I'm trying to see that a compact 3-manifold $M\subset\mathbb{R}^3$ with $H_1(M)=0$ has $\pi_1(M)=0$.
So far: since $M$ is compact, let $\mathcal{T}$ be a smooth triangulation of $M$. I want to be able to say that we can push any loop $\gamma\subset M$ into the 1-skeleton of this triangulation, I'm pretty sure this is possible. From there, what does $H_1(M)=0$ do for us? Does it tell us that $\gamma$ bounds some collection of $2-$simplices?
Thanks
First observe that $M$ cannot be a closed manifold[Alexander Duality is an obstruction for that]. Also observe that $M$ is orientable.[the same duality works again] Now claim is that all it's boundary components are sphere. Observe that $rk(H_1(M,\mathbb Z))\geq rk(H_1(\partial M)/2$ [ basically half of the boundary homology dies]. So $H_1=0$ forces that $H_1(\partial M)=0$. By classification of surfaces, it can only be $S^2$ (since it has a induced orientation from $M$]. Now use higher dimension Jordan separation theorem. Since $M$ is in $\mathbb R^3$, all the boundary sphere should lie inside one of the componenet, called it as outer most component. Since as we observe that $M$ is orientable and compact, so either $M$ is $D^3$ or $D^3-$balls removed. In both the cases $\pi_1=0$. Hence complete the proof.

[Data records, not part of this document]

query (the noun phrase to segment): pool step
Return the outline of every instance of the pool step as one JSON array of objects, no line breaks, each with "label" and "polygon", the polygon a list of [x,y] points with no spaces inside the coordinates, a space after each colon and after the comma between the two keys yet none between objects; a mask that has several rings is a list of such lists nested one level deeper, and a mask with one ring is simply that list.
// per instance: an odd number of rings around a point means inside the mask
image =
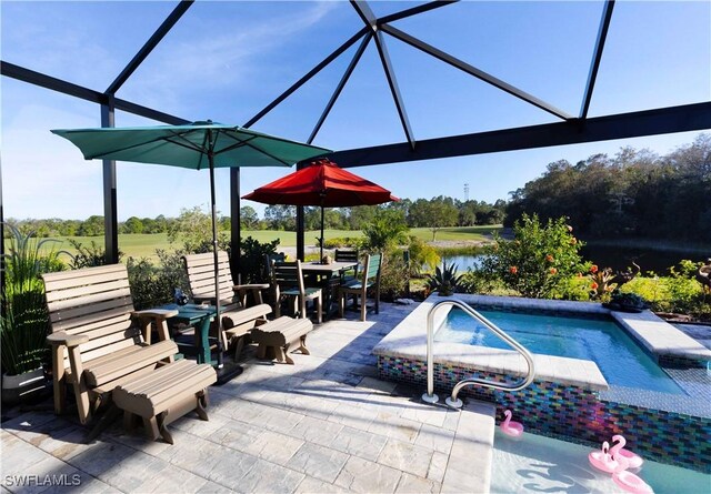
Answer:
[{"label": "pool step", "polygon": [[442,493],[489,493],[495,413],[491,403],[467,401],[444,471]]}]

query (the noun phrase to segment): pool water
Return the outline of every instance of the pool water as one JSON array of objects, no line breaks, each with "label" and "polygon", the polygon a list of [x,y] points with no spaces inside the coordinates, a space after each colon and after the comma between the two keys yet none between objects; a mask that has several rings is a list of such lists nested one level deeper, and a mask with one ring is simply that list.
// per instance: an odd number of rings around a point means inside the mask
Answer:
[{"label": "pool water", "polygon": [[[497,427],[491,468],[491,493],[624,493],[611,474],[588,462],[591,447],[524,433],[512,440]],[[654,493],[708,494],[711,475],[644,460],[630,470]]]},{"label": "pool water", "polygon": [[[683,391],[611,320],[479,310],[532,353],[595,362],[610,385],[662,393]],[[435,341],[511,350],[483,324],[453,309]]]}]

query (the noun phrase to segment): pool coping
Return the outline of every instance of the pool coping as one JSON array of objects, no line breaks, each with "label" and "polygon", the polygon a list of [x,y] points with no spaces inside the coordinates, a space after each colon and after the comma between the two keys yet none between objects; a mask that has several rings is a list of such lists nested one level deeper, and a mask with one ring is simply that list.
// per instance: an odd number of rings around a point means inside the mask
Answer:
[{"label": "pool coping", "polygon": [[[472,294],[430,295],[374,346],[373,354],[425,361],[427,316],[434,304],[445,300],[455,300],[467,304],[493,305],[503,309],[531,309],[609,315],[650,353],[657,356],[711,361],[711,351],[651,311],[622,313],[610,311],[599,303]],[[451,309],[451,305],[445,308]],[[447,316],[447,312],[448,310],[440,310],[434,314],[435,326],[441,324]],[[435,341],[433,359],[435,363],[440,364],[473,365],[477,369],[494,373],[524,375],[527,372],[523,356],[510,350]],[[600,369],[592,361],[542,354],[533,354],[533,361],[537,380],[581,386],[594,391],[610,389]]]}]

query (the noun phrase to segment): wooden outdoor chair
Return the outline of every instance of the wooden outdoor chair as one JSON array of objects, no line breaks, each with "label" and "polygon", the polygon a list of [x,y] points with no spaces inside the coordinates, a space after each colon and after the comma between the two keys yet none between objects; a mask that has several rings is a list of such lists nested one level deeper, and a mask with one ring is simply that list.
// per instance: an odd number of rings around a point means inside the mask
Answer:
[{"label": "wooden outdoor chair", "polygon": [[[214,296],[214,254],[183,255],[188,283],[194,303],[216,304]],[[228,349],[230,343],[236,345],[236,359],[244,344],[244,336],[257,325],[267,322],[271,308],[263,303],[262,291],[269,289],[268,283],[240,284],[232,282],[230,260],[227,252],[218,252],[218,280],[220,304],[222,312],[222,346]],[[247,294],[251,293],[254,305],[248,308]],[[211,327],[213,337],[218,337],[217,324]]]},{"label": "wooden outdoor chair", "polygon": [[319,288],[304,286],[301,261],[272,261],[271,286],[277,319],[281,316],[281,300],[287,298],[292,301],[293,313],[299,312],[301,319],[307,316],[307,301],[313,301],[319,324],[323,321],[323,294]]},{"label": "wooden outdoor chair", "polygon": [[[134,311],[123,264],[43,274],[52,333],[54,412],[66,410],[64,385],[74,392],[86,424],[111,391],[173,361],[178,346],[166,319],[178,311]],[[159,342],[150,341],[151,323]]]},{"label": "wooden outdoor chair", "polygon": [[[360,262],[358,250],[356,249],[337,249],[333,252],[333,260],[336,262]],[[351,281],[358,278],[359,265],[356,264],[352,269],[343,273],[343,282]]]},{"label": "wooden outdoor chair", "polygon": [[360,296],[360,320],[365,321],[365,300],[368,290],[373,292],[375,299],[375,314],[380,313],[380,266],[382,264],[382,253],[369,254],[365,258],[360,280],[352,280],[339,286],[339,313],[343,316],[346,299],[348,295]]}]

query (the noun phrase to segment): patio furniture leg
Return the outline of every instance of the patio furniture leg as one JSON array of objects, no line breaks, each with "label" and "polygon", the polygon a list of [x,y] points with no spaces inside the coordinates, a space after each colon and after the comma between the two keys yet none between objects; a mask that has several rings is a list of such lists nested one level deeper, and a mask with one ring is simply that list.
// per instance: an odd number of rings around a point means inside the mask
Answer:
[{"label": "patio furniture leg", "polygon": [[239,336],[234,342],[234,361],[240,360],[240,355],[242,354],[242,350],[244,349],[244,337],[247,335]]},{"label": "patio furniture leg", "polygon": [[52,345],[52,374],[54,375],[54,413],[61,415],[67,409],[64,386],[67,377],[64,375],[64,346]]},{"label": "patio furniture leg", "polygon": [[132,431],[136,427],[137,419],[138,419],[138,415],[129,411],[123,411],[123,429],[126,429],[129,432]]},{"label": "patio furniture leg", "polygon": [[[170,434],[170,432],[168,431],[168,427],[166,426],[167,416],[168,416],[168,412],[163,412],[159,414],[158,417],[156,417],[156,422],[158,424],[158,431],[160,433],[160,436],[163,438],[163,441],[166,441],[168,444],[173,444],[173,436]],[[158,437],[153,437],[153,438],[158,438]]]},{"label": "patio furniture leg", "polygon": [[209,421],[210,419],[208,419],[208,412],[206,412],[206,406],[208,406],[208,393],[207,392],[200,392],[198,393],[198,405],[196,406],[196,412],[198,413],[198,416],[200,417],[200,420],[202,421]]},{"label": "patio furniture leg", "polygon": [[307,349],[307,335],[306,334],[299,339],[299,350],[304,355],[311,355],[311,352],[309,352],[309,349]]},{"label": "patio furniture leg", "polygon": [[368,312],[368,305],[365,304],[365,294],[361,296],[360,301],[360,320],[365,321],[365,312]]},{"label": "patio furniture leg", "polygon": [[113,421],[119,417],[121,411],[119,410],[119,407],[111,403],[109,405],[109,409],[104,412],[103,415],[101,415],[93,429],[89,432],[89,434],[87,434],[86,442],[90,443],[91,441],[96,440],[97,436],[106,431],[109,425],[111,425]]},{"label": "patio furniture leg", "polygon": [[156,441],[158,436],[161,435],[158,429],[158,420],[154,416],[143,417],[143,429],[146,429],[146,435],[148,435],[151,441]]},{"label": "patio furniture leg", "polygon": [[317,320],[319,324],[323,322],[323,304],[321,303],[321,298],[316,299],[316,310],[318,311]]}]

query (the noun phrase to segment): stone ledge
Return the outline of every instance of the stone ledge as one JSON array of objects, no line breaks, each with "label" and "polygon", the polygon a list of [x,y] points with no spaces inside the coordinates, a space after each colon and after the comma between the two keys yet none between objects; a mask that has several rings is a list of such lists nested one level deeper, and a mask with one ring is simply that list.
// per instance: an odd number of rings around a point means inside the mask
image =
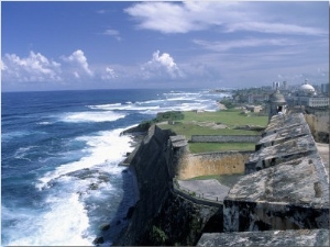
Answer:
[{"label": "stone ledge", "polygon": [[202,234],[197,246],[329,246],[329,229]]}]

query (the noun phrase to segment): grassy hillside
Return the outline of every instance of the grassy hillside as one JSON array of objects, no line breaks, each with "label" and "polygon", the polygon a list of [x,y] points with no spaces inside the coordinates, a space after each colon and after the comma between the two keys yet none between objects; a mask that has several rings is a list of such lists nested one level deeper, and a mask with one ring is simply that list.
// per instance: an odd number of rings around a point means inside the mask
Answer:
[{"label": "grassy hillside", "polygon": [[[218,112],[200,112],[194,111],[176,113],[179,117],[173,120],[166,116],[175,114],[158,114],[154,123],[164,130],[172,130],[178,135],[185,135],[188,141],[191,135],[258,135],[257,131],[235,130],[238,126],[257,125],[265,127],[267,125],[267,116],[258,116],[255,113],[242,114],[240,110],[222,110]],[[164,122],[168,120],[172,122]],[[163,122],[162,122],[163,121]],[[254,150],[253,143],[189,143],[191,153],[219,151],[219,150]]]}]

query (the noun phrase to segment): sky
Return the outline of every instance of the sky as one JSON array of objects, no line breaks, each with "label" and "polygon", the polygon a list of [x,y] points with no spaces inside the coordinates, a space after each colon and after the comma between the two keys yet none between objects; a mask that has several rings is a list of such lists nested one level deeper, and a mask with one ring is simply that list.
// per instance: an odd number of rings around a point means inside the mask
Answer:
[{"label": "sky", "polygon": [[2,1],[1,90],[329,83],[328,1]]}]

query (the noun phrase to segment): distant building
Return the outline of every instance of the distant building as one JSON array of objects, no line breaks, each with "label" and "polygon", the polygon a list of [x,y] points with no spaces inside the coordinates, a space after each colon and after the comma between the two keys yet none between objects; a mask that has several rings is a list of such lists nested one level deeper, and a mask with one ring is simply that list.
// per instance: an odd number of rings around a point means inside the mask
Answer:
[{"label": "distant building", "polygon": [[255,102],[265,102],[265,101],[268,101],[270,100],[270,96],[268,93],[261,93],[261,94],[249,94],[249,98],[248,98],[248,102],[250,104],[253,104]]},{"label": "distant building", "polygon": [[323,83],[323,85],[321,85],[321,92],[322,92],[324,96],[329,96],[329,83]]},{"label": "distant building", "polygon": [[315,88],[306,80],[296,93],[288,98],[288,102],[290,105],[327,108],[329,106],[329,97],[318,96]]}]

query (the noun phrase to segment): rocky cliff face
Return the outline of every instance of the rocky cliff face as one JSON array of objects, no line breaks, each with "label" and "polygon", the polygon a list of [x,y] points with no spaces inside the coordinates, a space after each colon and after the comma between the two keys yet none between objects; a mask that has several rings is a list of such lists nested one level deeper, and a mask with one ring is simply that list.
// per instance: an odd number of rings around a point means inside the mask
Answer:
[{"label": "rocky cliff face", "polygon": [[204,232],[222,232],[222,207],[197,205],[174,193],[180,150],[168,142],[170,135],[152,126],[131,159],[140,200],[114,245],[196,245]]}]

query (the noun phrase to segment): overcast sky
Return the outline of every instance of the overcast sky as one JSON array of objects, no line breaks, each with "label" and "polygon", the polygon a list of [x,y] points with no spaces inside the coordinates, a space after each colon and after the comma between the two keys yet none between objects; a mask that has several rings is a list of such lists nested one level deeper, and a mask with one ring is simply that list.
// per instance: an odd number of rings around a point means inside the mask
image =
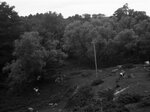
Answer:
[{"label": "overcast sky", "polygon": [[146,11],[150,16],[150,0],[0,0],[15,6],[20,16],[45,13],[62,13],[66,18],[75,14],[105,14],[110,16],[115,10],[128,3],[129,8]]}]

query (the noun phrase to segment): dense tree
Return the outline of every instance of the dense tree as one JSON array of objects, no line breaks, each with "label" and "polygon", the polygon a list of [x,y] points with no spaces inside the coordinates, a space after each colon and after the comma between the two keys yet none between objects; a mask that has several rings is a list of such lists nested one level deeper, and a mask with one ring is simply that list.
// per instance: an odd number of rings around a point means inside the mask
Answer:
[{"label": "dense tree", "polygon": [[15,41],[13,55],[16,60],[3,68],[9,72],[10,86],[35,82],[38,76],[43,77],[47,64],[60,60],[61,51],[56,49],[56,42],[49,41],[46,49],[42,46],[42,39],[38,32],[28,32]]},{"label": "dense tree", "polygon": [[11,59],[13,41],[20,35],[19,16],[14,6],[0,2],[0,69]]}]

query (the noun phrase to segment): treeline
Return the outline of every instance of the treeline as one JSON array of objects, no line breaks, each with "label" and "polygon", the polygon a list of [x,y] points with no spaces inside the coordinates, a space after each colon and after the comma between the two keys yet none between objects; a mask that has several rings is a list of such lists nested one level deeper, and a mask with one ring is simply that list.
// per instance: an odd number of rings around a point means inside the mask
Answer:
[{"label": "treeline", "polygon": [[32,83],[67,59],[94,66],[93,44],[99,67],[150,60],[150,17],[128,4],[111,17],[65,19],[55,12],[20,17],[0,3],[0,79],[11,86]]}]

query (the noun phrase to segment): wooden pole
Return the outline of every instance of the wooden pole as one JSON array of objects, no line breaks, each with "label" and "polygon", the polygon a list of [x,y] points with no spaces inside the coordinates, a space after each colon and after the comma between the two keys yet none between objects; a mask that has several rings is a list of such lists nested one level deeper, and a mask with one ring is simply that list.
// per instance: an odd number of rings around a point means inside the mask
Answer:
[{"label": "wooden pole", "polygon": [[93,47],[94,47],[95,71],[96,71],[96,77],[97,77],[97,58],[96,58],[95,42],[93,42]]}]

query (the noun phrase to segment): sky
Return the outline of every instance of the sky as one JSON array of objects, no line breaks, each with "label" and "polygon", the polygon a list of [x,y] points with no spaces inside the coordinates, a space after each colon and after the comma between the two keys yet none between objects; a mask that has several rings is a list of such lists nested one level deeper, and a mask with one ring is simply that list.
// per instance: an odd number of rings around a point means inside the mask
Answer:
[{"label": "sky", "polygon": [[145,11],[150,16],[150,0],[0,0],[15,6],[20,16],[57,12],[65,18],[75,14],[105,14],[111,16],[118,8],[128,3],[129,8]]}]

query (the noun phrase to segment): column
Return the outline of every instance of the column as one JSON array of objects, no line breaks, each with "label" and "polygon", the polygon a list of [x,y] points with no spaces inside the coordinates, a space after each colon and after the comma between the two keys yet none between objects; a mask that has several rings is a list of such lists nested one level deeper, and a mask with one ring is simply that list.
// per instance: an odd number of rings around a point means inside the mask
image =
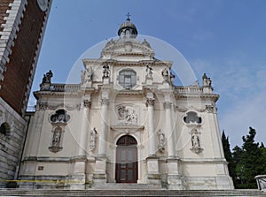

Observe that if $M$ is non-compact, then it is not true. In Hatcher you can see that unbounded open region of the complement of Alaxander horned sphere is a counter example.
If you don't ask for $M$ to be embedded in $\mathbb{R}^3$ the statement is not true. The Poincare homology $3$-sphere is a counterexample: its homology is by definition that of a $3$-sphere (therefore its $H_1$ trivial), but its $\pi_1$ is non-trivial.